Bonhoeffer, Dietrich, "El precio de la gracia" [1]
(Mateo 6,9-15)
La verdadera oración no es una obra, ni práctica,
una actitud piadosa, sino la súplica del niño dirigida al corazón de su padre. Por
eso, la oración nunca es ostentosa, ni ante Dios, ni ante nosotros
mismos, ni ante los demás.
Si Dios no supiese lo que necesitamos,
tendríamos que reflexionar en cómo se lo vamos a decir, en lo que
le vamos a decir y en si se lo diremos. Pero la fe por la que rezamos
excluye toda reflexión y toda ostentación.
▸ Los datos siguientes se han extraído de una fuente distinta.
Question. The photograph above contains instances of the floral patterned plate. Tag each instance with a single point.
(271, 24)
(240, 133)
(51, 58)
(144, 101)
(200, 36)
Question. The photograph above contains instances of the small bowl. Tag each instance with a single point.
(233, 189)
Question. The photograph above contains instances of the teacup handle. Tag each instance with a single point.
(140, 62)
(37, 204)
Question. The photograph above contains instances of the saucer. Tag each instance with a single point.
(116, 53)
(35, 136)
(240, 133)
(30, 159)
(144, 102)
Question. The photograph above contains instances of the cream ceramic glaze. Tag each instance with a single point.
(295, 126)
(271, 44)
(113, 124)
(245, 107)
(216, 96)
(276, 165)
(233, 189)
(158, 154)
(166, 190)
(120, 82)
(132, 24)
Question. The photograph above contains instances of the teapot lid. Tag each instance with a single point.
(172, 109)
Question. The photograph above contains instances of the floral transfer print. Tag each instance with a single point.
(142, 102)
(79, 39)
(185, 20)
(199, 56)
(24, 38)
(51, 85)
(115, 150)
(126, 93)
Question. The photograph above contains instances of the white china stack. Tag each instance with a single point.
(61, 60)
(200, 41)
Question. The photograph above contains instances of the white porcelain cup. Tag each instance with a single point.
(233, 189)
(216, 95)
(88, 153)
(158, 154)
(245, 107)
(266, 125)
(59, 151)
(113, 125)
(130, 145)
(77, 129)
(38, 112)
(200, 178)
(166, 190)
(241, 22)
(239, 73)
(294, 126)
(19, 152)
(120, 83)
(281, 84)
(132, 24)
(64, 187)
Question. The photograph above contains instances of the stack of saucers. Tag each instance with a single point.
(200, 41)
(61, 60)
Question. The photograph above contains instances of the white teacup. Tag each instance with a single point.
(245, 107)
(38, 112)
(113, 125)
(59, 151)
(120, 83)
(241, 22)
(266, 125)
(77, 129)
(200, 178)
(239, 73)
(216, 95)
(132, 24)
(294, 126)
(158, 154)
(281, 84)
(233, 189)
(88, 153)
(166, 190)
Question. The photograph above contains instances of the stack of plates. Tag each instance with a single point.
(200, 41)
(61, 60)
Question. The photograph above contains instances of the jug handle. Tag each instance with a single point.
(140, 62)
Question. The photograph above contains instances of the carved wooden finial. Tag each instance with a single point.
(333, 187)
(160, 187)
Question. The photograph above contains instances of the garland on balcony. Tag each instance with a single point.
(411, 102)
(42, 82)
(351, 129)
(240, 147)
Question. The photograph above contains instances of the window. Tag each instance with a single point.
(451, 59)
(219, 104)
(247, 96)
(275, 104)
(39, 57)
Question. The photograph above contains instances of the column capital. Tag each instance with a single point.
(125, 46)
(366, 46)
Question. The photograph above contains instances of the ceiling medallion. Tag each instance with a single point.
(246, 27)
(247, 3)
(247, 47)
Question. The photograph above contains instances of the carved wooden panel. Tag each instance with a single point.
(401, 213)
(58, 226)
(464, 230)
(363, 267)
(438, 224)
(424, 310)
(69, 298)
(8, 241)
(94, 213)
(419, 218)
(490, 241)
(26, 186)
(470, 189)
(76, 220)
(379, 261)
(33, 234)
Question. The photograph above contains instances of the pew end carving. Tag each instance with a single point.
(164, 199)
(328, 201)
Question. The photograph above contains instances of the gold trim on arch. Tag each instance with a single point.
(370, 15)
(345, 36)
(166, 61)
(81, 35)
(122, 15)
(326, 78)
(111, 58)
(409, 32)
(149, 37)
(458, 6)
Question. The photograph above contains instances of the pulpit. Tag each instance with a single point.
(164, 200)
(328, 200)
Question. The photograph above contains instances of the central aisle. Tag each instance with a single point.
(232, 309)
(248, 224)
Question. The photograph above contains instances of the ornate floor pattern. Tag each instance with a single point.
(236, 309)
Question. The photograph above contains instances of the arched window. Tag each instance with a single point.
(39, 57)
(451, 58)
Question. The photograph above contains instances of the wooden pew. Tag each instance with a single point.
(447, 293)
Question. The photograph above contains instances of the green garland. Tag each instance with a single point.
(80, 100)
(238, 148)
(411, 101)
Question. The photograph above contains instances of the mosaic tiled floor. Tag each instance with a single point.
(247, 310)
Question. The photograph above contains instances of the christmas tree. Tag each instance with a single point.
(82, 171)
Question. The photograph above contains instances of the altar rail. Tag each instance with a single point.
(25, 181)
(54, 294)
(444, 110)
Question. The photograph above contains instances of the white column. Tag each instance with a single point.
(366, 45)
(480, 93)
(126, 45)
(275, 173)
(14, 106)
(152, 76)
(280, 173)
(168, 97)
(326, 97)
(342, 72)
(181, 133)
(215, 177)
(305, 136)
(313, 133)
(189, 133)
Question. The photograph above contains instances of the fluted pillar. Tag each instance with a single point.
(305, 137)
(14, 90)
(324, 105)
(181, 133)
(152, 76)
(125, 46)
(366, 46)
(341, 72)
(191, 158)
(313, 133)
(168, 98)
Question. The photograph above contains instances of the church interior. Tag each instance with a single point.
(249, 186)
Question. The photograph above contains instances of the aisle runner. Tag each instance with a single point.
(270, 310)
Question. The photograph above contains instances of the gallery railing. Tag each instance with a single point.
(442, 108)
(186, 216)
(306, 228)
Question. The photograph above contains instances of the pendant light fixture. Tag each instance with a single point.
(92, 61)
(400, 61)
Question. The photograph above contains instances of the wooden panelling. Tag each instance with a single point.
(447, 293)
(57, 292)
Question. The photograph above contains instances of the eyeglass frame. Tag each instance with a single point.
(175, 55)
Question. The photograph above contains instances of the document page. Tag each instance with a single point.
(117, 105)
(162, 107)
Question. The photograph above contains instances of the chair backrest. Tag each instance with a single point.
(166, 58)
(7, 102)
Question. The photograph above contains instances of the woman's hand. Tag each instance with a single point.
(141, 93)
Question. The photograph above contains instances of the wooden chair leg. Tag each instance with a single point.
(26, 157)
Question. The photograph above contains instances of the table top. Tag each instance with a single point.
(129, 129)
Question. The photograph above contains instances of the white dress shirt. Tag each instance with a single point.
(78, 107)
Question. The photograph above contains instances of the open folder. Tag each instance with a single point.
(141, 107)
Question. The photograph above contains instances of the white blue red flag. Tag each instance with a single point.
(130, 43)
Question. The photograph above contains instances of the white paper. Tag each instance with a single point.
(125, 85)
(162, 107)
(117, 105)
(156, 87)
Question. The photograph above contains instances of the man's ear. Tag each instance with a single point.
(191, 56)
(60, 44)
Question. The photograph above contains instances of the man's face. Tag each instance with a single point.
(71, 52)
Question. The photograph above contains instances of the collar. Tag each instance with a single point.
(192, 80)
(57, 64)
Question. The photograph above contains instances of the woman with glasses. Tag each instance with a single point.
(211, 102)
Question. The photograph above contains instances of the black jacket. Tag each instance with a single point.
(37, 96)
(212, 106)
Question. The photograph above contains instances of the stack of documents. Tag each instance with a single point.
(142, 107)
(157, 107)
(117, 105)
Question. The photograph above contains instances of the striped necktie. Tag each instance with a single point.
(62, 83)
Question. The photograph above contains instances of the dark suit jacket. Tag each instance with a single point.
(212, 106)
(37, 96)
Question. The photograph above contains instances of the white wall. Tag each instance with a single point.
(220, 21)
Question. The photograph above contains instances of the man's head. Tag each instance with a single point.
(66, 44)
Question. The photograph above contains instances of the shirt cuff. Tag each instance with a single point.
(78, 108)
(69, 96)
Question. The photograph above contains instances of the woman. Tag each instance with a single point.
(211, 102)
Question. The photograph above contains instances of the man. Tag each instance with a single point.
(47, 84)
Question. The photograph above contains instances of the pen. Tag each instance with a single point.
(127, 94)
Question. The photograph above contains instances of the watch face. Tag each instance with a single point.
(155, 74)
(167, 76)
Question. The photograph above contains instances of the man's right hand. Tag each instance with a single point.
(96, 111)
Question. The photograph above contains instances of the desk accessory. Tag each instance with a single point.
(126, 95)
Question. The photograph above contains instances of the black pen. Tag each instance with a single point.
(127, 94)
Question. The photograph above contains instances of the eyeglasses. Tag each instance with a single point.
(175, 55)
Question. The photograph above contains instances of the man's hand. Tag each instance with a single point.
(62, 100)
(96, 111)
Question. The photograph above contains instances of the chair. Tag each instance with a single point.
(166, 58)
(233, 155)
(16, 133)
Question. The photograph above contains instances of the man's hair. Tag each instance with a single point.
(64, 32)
La oración es algo secreto que se opone a
cualquier clase de publicidad. Quien reza no se conoce a sí mismo, sólo conoce
a Dios, a quien invoca. Dado que la oración no tiene una influencia en el
mundo, sino que se dirige únicamente a Dios, es el acto menos importante.
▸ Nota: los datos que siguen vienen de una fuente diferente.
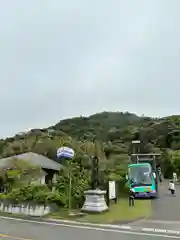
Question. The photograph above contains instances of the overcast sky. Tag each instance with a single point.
(68, 58)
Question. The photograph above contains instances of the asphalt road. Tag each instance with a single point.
(19, 230)
(166, 210)
(166, 207)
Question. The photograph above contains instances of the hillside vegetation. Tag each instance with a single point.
(109, 136)
(108, 133)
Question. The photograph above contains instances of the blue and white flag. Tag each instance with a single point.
(65, 152)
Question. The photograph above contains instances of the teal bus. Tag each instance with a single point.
(142, 180)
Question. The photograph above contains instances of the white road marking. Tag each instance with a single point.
(94, 228)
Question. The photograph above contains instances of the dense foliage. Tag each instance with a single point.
(107, 134)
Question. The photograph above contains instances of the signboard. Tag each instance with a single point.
(112, 189)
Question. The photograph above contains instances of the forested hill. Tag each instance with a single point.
(112, 131)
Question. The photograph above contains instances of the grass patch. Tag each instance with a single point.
(117, 213)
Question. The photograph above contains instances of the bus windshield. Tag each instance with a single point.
(140, 175)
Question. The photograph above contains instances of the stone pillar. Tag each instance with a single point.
(95, 201)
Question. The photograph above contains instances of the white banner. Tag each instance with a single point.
(65, 152)
(112, 189)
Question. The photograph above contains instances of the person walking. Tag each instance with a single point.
(174, 177)
(172, 187)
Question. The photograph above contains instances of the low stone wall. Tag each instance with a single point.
(28, 209)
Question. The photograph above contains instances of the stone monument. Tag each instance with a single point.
(95, 201)
(95, 198)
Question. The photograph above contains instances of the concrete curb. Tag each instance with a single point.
(120, 227)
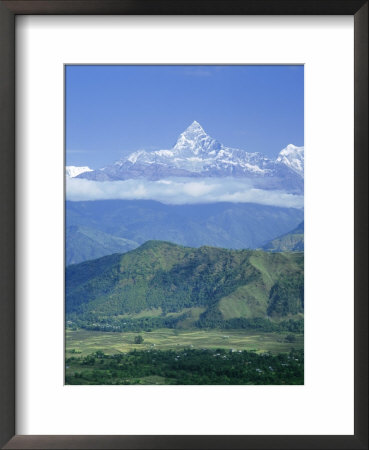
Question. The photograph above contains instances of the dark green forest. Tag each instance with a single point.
(188, 366)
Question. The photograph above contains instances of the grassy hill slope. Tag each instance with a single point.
(288, 242)
(165, 284)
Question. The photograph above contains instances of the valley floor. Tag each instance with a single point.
(88, 342)
(168, 356)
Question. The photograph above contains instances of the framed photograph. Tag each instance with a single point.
(176, 273)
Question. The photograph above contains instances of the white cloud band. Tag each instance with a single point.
(179, 191)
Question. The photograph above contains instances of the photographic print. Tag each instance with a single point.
(184, 224)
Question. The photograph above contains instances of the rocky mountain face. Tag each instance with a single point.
(196, 154)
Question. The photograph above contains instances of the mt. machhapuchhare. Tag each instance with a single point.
(196, 154)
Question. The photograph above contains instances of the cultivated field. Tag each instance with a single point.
(86, 342)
También existe una transformación de la oración
en ostentación, por la que se manifiesta lo oculto. Esto no ocurre
solamente en la oración pública convertida en pura palabrería.
Este caso se da raras veces en nuestros días. Pero
la situación es idéntica, e incluso mucho más grave, cuando me convierto a mí
mismo en espectador de mi propia oración, cuando rezo delante de mí mismo, bien
goce de este estado de cosas como un espectador satisfecho, o bien, asombrado y
avergonzado, me sorprenda en este estado. La publicidad de la calle es sólo una
forma más ingenua de la publicidad que me creo a mí mismo.
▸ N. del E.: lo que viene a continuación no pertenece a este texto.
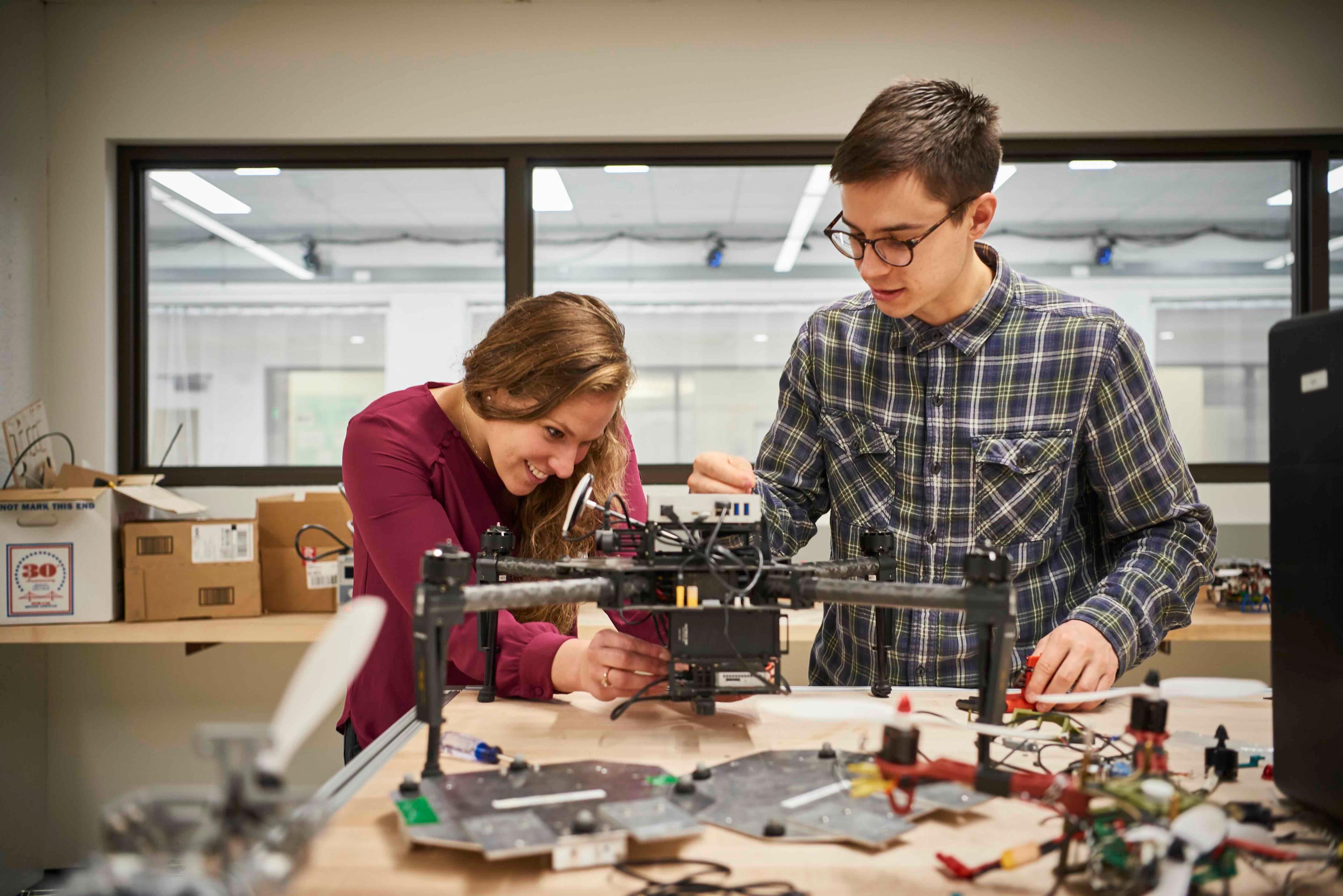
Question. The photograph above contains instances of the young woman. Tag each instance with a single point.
(539, 405)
Incluso en mi aposento puedo organizarme
una enorme manifestación. !Hasta tal punto, podemos desfigurar las palabras de
Jesús! La publicidad que me busco a mí mismo consiste en el hecho de que soy, a
la vez, el que reza y el que escucha. Me escucho a mí mismo, me ruego a mí
mismo. Como no quiero esperar a que Dios me escuche, como no quiero que Dios me
muestre, un día, que ha oído mi oración, me decido a escucharme a mí mismo. Constato
que he rezado con piedad y en esta constatación radica la satisfacción del
ruego. Mi oración es escuchada. Tengo mi recompensa. Por haberme escuchado a mí
mismo. Dios no me escuchará, por haberme dado la recompensa de la publicidad, Dios
no me dará otra recompensa.
¿Qué significa este
aposento del que habla Jesús, si no estoy seguro de mí mismo?
¿Cómo puedo
cerrarlo con bastante solidez para que nadie venga a destruir el secreto de la oración
y a robarme la recompensa de la oración secreta? ¿Cómo protegerme de mí mismo,
de mi reflexión? ¿Cómo destruir la reflexión con mi reflexión? La respuesta es:
el deseo que tengo de imponerme a mí mismo, de una forma o de otra, por medio
de mi oración, debe morir, debe ser destruido.